I wanted to highlight the near perfect Elliott Wave structure that formed intraday on SDS (S&P 500 UltraShort), including a focus on trading opportunities and set-ups within the developing wave structure.

(Click for larger image)
First and second waves are notoriously difficult to predict or trade, but once you know what you’re looking for and how to recognize a powerful Third Wave, a few excellent trading opportunities open up that you miss if you’re not applying some sort of Elliott Wave analysis, even intraday.
Notice the “Third Wave” on this chart and how it subdivides - in my opinion, third waves hold the key to real-time analysis and trading with the Elliott Wave principle.
If you do recognize that a third wave is underway, you can trade that structure, though two specific opportunities arise if you correctly identify the developing structure.
First, you can (in this case) Sell-Short on the “A-B-C” three-wave pullback that comprises Wave 4.
Second, you can buy (trade aggressively counter-trend) if you recognize a full, 5-wave structure has completed.
Both of these ‘trades’ have excellent risk-reward (tight stop relative to the target if the wave structure plays out as you expect), meaning they have edge from the monetary standpoint.
You don’t have to be an Elliott Wave purist to recognize these opportunities and use them as confirmation to the analysis you’re already using. Maybe your stochastic showed an overbought reading at the A-B-C peak of Wave 4. Maybe we pulled back into key resistance you identified (Fibonacci and Elliott Wave work well together).
No, Elliott Wave is not perfect, and no, you won’t win on every trade, but no indicator or trading system can give you that. To me, getting the ‘main idea’ is more important than absolute precision in your wave-count. Do the best you can with the data you have and don’t get discouraged.
For me, it’s a compliment to all the analysis and trading I already do, and I might use higher leverage if I feel I’m identifying an Elliott Wave structure in real-time (provided a trade sets up according to my parameters). Often, Waves 2 or 4 (which form “ABCs”) will correspond with a bull or bear flag. Sometimes Wave 2 retraces to form the “Cradle Trade.”

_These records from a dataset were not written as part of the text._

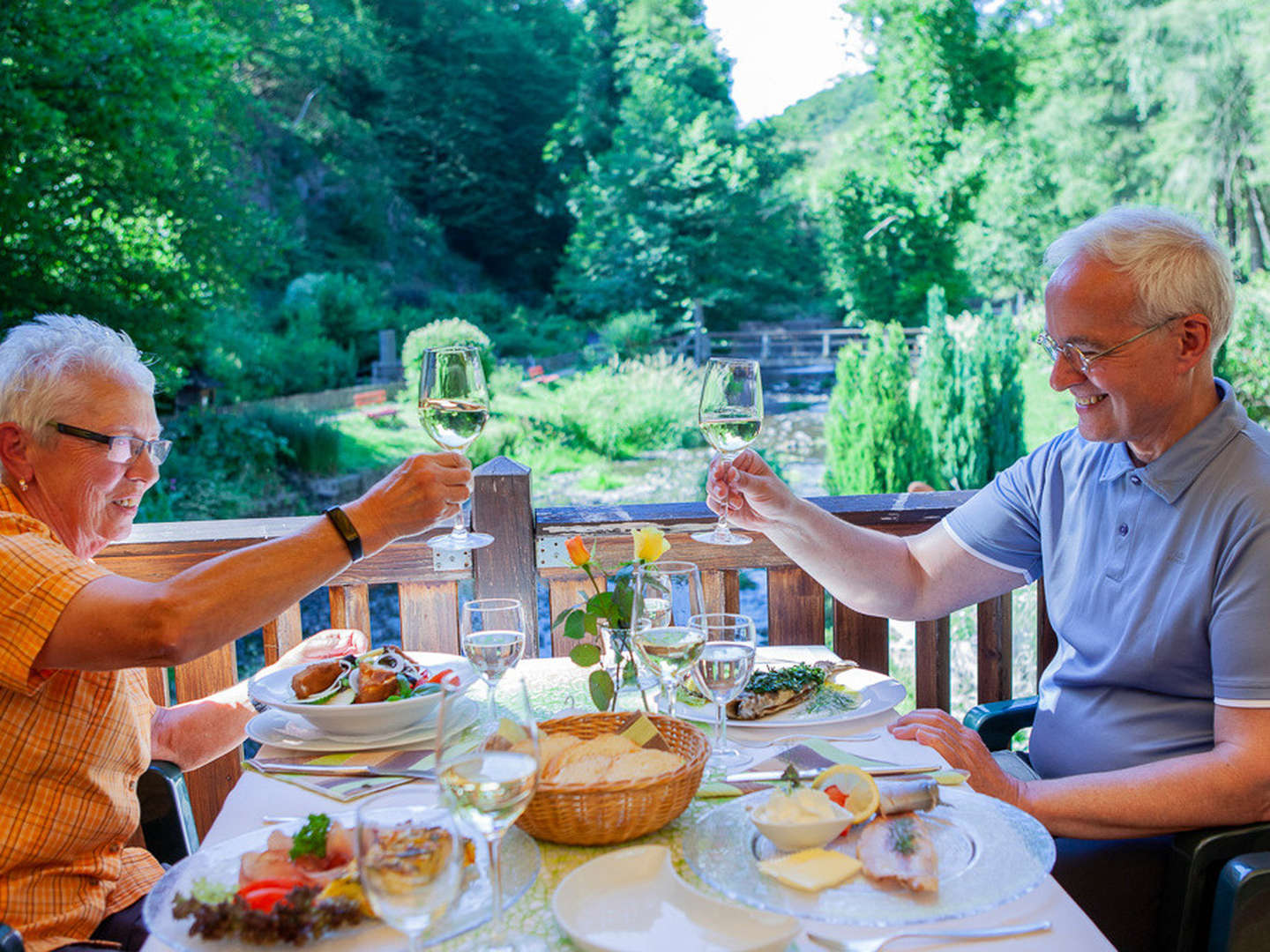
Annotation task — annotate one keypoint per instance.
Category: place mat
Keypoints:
(272, 762)
(808, 755)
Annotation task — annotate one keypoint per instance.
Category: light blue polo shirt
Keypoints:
(1157, 582)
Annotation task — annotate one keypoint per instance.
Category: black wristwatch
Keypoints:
(346, 530)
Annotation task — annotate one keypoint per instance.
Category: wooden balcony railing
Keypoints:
(528, 548)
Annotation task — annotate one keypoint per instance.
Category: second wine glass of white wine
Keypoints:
(453, 405)
(730, 414)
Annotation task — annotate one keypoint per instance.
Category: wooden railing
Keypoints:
(528, 548)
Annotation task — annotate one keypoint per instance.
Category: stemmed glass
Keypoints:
(409, 861)
(723, 672)
(492, 634)
(667, 594)
(488, 786)
(453, 405)
(730, 414)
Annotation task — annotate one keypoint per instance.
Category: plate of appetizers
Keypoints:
(793, 695)
(294, 733)
(966, 854)
(239, 895)
(372, 695)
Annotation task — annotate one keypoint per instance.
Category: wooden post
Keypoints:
(507, 568)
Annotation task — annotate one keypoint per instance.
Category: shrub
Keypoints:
(970, 397)
(1244, 358)
(444, 333)
(874, 441)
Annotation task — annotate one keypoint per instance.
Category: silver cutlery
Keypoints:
(955, 934)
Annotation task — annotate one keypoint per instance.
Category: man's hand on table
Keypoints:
(961, 747)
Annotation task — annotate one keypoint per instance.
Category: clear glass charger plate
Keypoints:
(519, 861)
(990, 853)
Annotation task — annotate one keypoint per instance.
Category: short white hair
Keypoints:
(1175, 265)
(43, 361)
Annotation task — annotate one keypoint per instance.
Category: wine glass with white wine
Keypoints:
(453, 405)
(489, 784)
(730, 414)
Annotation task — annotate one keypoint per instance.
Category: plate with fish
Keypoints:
(968, 854)
(796, 695)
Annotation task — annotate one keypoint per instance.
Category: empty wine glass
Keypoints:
(409, 859)
(488, 786)
(730, 414)
(453, 405)
(667, 596)
(723, 672)
(492, 632)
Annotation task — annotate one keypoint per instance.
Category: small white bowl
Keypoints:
(805, 834)
(360, 721)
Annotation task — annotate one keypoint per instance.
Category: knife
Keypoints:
(342, 770)
(891, 770)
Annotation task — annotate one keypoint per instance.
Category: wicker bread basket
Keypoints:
(601, 814)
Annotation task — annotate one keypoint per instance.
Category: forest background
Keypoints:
(254, 190)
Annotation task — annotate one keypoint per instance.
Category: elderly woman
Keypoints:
(79, 447)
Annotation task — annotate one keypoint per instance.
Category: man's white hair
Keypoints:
(1175, 265)
(43, 362)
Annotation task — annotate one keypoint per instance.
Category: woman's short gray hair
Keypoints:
(1175, 265)
(42, 361)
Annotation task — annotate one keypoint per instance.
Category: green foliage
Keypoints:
(874, 441)
(444, 333)
(1244, 360)
(970, 397)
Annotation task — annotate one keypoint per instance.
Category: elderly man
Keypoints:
(1151, 525)
(79, 447)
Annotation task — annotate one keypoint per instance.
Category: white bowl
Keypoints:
(804, 834)
(352, 721)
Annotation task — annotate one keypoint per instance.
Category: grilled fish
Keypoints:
(773, 692)
(898, 850)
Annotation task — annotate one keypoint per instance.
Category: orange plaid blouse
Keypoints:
(72, 746)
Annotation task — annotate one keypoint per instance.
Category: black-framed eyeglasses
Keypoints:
(1081, 361)
(121, 450)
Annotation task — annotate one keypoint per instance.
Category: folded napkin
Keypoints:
(272, 762)
(808, 755)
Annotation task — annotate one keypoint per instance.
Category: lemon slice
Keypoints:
(857, 787)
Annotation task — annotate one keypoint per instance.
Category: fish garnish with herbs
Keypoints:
(782, 688)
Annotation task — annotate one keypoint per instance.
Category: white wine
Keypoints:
(452, 423)
(730, 433)
(671, 651)
(490, 788)
(494, 651)
(724, 669)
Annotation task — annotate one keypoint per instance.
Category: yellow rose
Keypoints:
(578, 554)
(649, 544)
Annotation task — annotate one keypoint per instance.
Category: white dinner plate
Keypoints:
(294, 733)
(519, 861)
(878, 693)
(989, 853)
(631, 900)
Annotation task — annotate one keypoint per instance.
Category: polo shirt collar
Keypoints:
(1177, 469)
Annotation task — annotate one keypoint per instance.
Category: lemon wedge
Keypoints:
(859, 791)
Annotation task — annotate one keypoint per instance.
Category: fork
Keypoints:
(957, 934)
(784, 738)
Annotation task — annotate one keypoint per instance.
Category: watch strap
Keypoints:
(346, 530)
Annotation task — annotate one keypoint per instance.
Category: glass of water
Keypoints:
(492, 632)
(721, 671)
(409, 859)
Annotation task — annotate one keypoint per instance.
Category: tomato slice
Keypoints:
(263, 895)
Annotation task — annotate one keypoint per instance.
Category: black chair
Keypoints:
(167, 824)
(1217, 888)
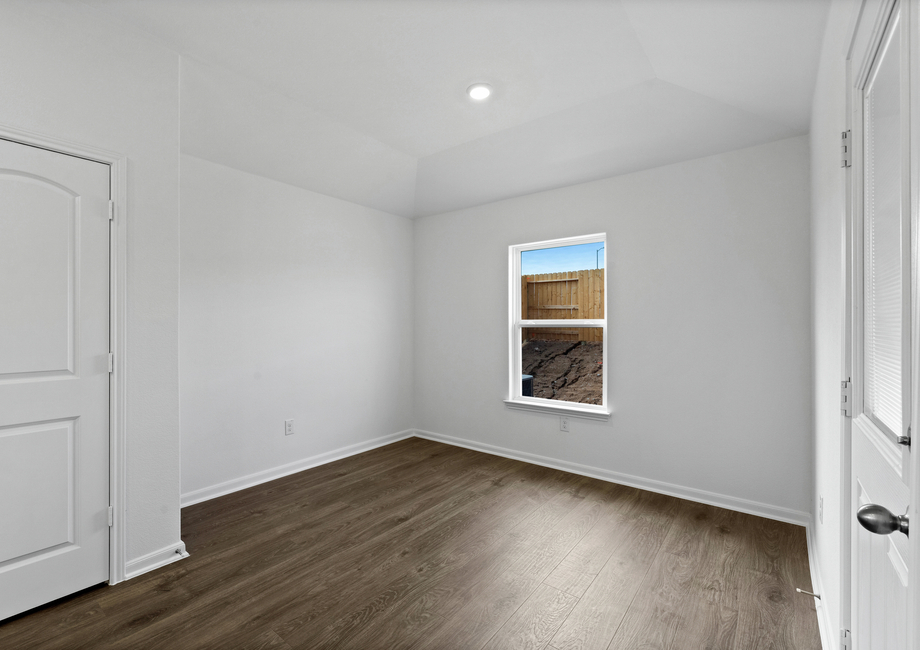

In the end, we’re looking to assess the probabilities of the next likely price swing, and then position ourselves with a stop-loss that is smaller than our profit target, and using money management to make sure that if we take an expected loss, then it won’t damage our portfolio.
I’ve been using Elliott Wave in some capacity for just over a year now (thanks to the Chartered Market Technician coursework - I was very, very skeptical it had any value before that) and I have found it compliments my trading and analysis very well. It’s just one more tool in an ever-increasing personal toolbox of methods and strategies - I hope you can find benefit in it as well.